Ihr Hirten erwacht!
Von meinen Pastoren (Hirten) erhielt ich, wie viele andere ehrenamtlich in der Pfarrei (paroikia = umzäunter Bereich am Haus, Nachbarschaft – oder: das Wohnen eines Fremden in einem Orte ohne Bürgerrecht ) Tätigen, einen weihnachtlichen Hirtenbrief mit dem Text des Liedes „Ihr Hirten erwacht“ Dem Brief beigelegt war eine dunkelblaue Tragetasche mit dem Aufdruck einer Karrikatur von Tiki Küstenmacher – eine Schafsherde mit einem herausragenden Schaf mit Kreuz um den Hals und einer Sprechblase „Ich gehöre dazu.“ Unterschrift, von anderen Schafen gehalten: „Gott sei Dank!“
Ein gut gemeinter, schmunzelnder Weihnachtsgruss?
Am Anfang meines hauptamtlichen Dienstes in der katholischen Kirche vor 41 Jahren verfasste ich, damals Zivildienstleistender mit frischem theologischen Diplom, einen Schäfchenbrief in der Zeitschrift für katholische Jugendarbeit in der Stadt Essen.
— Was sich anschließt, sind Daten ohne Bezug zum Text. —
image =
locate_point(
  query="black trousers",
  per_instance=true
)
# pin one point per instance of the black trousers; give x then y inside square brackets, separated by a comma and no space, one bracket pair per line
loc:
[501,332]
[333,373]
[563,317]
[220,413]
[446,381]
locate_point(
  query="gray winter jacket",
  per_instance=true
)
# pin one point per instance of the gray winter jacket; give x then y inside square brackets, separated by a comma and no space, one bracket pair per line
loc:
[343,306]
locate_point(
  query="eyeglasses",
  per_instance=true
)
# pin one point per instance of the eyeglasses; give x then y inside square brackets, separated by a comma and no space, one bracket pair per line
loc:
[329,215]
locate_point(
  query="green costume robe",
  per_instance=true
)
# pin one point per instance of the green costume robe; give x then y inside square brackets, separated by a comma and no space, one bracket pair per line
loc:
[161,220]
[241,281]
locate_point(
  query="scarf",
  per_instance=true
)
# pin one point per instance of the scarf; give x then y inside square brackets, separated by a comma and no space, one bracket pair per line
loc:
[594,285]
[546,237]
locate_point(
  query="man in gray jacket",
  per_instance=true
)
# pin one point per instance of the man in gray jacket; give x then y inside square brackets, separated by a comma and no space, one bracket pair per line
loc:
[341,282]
Eine Reaktion auf einen Hirtenbrief der deutschen Bischöfe zum Entzug der Lehrerlaubnis des Kirchenkritikers Hans Küng (Januar 1980) und der bischöflichen Wahlempfehlung anlässlich der Bundestagswahl 1980 die CDU/ CSU zu wählen. Tenor meines Schäfchenbriefes: Bevormundung und Unterdrückung kritischer Lehre widerspricht dem mündigen Christsein und einer synodalen Kirchenordnung. Die Strafe: Ein Monat Altkleider sortieren im Keller einer stillgelegten Zechenanlage.
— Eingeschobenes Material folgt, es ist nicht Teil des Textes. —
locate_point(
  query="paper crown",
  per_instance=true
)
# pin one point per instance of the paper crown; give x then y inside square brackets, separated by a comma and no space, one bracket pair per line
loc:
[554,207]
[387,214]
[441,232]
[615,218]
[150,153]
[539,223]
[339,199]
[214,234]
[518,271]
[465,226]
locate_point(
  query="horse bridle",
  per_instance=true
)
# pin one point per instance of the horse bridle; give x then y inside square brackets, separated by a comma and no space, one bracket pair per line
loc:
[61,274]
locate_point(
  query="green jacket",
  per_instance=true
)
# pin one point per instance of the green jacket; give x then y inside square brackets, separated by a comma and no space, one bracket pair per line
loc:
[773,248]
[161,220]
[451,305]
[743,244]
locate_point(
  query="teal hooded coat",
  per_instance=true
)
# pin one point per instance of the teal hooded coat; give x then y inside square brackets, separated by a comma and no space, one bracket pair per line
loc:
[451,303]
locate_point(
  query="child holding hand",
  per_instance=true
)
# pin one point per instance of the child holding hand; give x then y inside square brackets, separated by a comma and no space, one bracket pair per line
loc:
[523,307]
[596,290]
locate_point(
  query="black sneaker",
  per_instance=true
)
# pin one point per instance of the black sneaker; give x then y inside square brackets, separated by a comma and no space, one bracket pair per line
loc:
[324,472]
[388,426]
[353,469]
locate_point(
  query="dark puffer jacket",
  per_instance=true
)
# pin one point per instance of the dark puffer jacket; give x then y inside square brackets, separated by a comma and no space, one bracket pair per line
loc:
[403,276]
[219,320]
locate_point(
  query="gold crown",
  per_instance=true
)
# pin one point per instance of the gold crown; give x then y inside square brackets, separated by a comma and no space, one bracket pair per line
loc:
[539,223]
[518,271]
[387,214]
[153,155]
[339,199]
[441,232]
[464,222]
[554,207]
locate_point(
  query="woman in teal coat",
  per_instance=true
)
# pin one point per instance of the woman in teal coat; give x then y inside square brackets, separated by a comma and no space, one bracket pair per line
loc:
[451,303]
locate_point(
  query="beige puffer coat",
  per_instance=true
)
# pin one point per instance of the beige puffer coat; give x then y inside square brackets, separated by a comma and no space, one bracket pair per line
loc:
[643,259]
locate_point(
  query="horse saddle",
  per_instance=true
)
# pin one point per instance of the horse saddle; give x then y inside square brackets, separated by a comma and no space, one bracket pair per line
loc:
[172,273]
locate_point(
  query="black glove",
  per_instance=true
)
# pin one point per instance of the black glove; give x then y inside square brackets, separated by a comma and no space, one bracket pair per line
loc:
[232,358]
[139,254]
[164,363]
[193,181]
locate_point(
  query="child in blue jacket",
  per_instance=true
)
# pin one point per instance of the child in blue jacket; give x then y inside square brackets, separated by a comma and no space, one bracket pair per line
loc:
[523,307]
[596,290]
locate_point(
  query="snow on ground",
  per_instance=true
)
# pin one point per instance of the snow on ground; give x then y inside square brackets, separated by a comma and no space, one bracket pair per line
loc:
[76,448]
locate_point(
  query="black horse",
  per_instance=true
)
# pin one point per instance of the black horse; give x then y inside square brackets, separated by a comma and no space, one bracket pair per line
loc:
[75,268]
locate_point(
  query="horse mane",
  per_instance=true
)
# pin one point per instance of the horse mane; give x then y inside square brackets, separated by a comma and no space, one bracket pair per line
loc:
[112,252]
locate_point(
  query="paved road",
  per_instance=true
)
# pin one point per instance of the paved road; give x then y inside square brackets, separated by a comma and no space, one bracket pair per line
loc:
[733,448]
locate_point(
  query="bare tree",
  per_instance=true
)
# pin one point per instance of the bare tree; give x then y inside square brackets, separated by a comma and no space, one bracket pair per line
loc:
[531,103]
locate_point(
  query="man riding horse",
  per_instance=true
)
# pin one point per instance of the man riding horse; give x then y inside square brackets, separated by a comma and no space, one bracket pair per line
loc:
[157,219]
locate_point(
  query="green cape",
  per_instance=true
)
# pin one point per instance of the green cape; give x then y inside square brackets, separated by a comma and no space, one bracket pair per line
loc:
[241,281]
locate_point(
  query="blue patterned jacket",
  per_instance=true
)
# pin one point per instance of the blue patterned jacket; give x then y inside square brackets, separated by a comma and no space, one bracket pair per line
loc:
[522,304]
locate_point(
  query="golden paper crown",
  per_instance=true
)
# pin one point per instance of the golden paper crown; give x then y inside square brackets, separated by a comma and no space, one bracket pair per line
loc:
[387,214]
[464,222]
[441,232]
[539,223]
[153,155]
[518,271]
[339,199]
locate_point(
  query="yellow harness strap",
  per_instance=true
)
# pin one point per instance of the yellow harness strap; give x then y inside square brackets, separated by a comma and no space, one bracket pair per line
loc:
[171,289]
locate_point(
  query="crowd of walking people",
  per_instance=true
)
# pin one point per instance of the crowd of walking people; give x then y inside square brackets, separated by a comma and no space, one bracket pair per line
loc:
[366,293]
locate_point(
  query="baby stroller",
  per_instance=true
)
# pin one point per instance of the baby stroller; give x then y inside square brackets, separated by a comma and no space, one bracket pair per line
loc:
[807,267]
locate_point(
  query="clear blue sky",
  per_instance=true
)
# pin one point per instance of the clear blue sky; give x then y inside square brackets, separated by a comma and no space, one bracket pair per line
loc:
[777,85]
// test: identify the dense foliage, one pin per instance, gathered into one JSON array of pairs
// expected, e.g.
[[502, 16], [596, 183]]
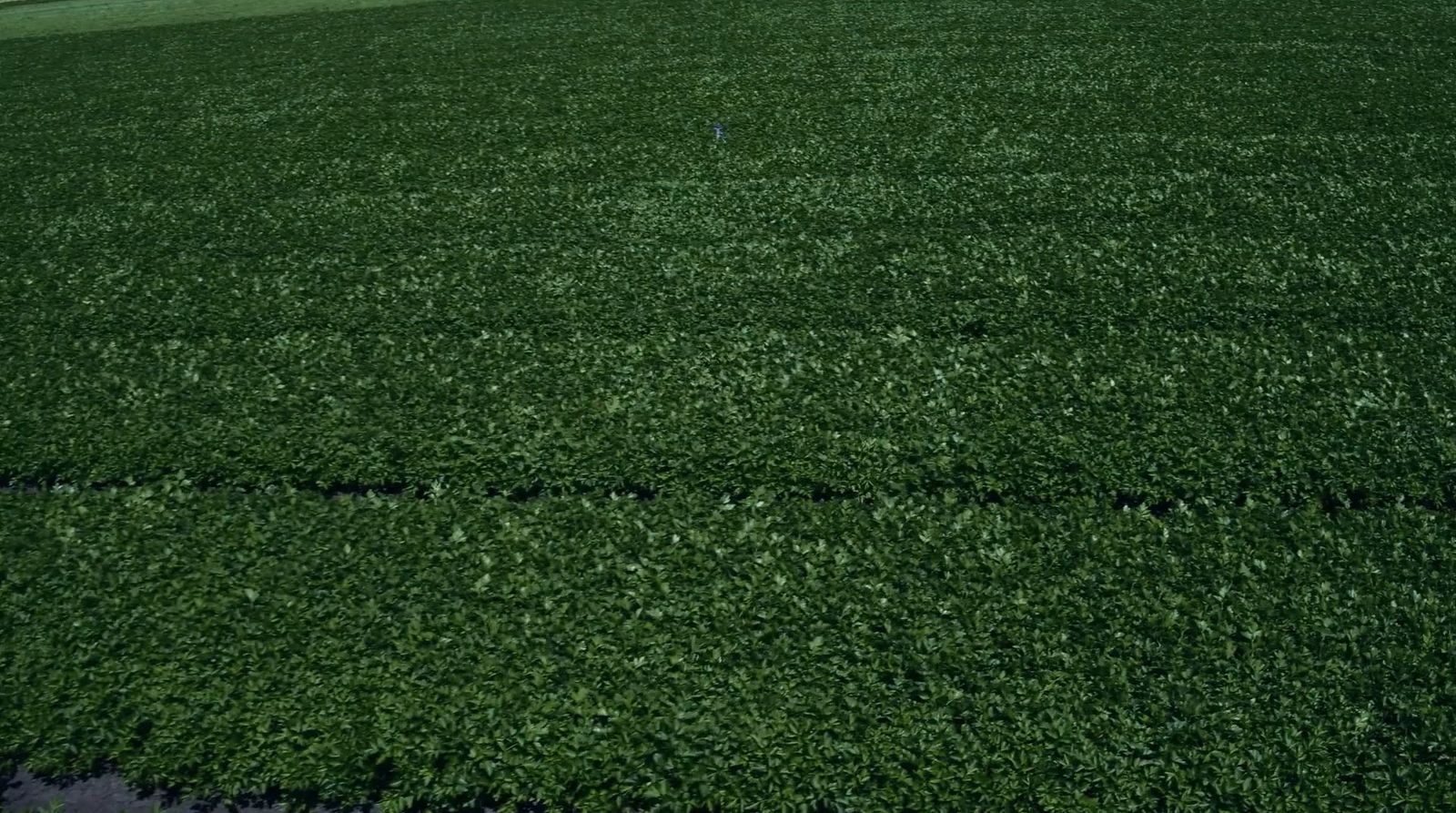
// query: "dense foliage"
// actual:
[[963, 277], [768, 655]]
An der klerikalen Selbstsicht -Hirten und zu beseelsorgende Herde- hat sich anscheinend bis heute nichts geändert.
Als Kirchenschaf frage ich mich allerdings, wie hat Jesus, der gute Hirt eigentlich diese Hirtensorge gemeint?
Johannesevangelium: Der Hirte kennt jedes seiner Schafe mit Namen. Die Schafe kennen seine Stimme und folgen ihm. Jesus, der gute Hirt will das gute Leben für seine, ihm folgenden Schafe (Joh 10, 1-11).
Die Amtsanmassung der kirchlichen Hirten beruft sich auf das Liebesbekenntnis des Petrus: „Liebst du mich mehr, als die hier mich lieben? Ja, Herr, du weißt, dass ich dich liebe.“ Jesus sagte zu ihm: »Sorge für meine Lämmer!« (Joh 21,15) Das ist der Auftrag des auferstandenen Christus, der seine Nachfolge regelt, die begründet ist in einer charismatischen Liebe und nicht in einer heiligen Kirchenordnung und Standesgesellschaft.
Botschaft und Auftrag Jesu ist auf einen Liebesdienst ausgerichtet und nicht auf fürsorgende Unmündig- und Abhängigkeit.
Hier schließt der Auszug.